For budgeted operating costs, the number was $532 per acre for irrigated and $400 per acre for dryland with yields of 1,100 and 700 pounds, respectively. “We do not have land rent in our numbers because it varies significantly across the state. Take land rent into consideration when you’re deciding if you need to forward contract cotton or protect it in the futures market by hedging.”

Total costs range from $790 to $900 for irrigated conventional-till cotton and $550 to $624 for dryland. “That gives us a break-even price of 72 to 82 cents for irrigated and 80 to 90 cents for dryland. And at break-even yields, we’re looking at 900 to 1,000 pounds for irrigated and 650 to 730 for dryland. We shoot for 700 pounds in the budget, so those growers on smaller acreages will need good rainfall to break even in this analysis.”

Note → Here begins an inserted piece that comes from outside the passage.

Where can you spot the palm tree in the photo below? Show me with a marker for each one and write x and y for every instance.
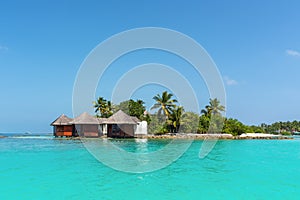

In reduced-tillage, says Smith, operating costs are higher because higher chemical costs are higher, so irrigated is $533 per acre and dryland is $408 per acre.

“Our total costs are $777 to $870 for irrigated and $500 to $600 for dryland, giving us a break-even price of 71 cents to 80 cents for irrigated and 78 to 85 cents for dryland. Yields are 900 to 1,000 for irrigated and 645 to 700 for dryland.”

Economists also looked at the sensitivity to changes in the price of diesel and herbicides. “As far as our current operating expenses are concerned, we’re seeing a slight advantage to conventional-till. However, conventional-tillage is more sensitive to changes in the price of diesel than reduced-tillage. As far sensitivity to herbicide costs, reduced-tillage will be more sensitive to herbicide costs than conventional-till.”

In conclusion, says Smith, investment costs are higher for conventional-till equipment. However, the operating expenses are offset by the higher chemical costs for reduced-tillage. “We need 25 to 50 pounds of 85-cent cotton to make an annual payment on the note, and farmers need at least 71 cents to buy and operate their new equipment.”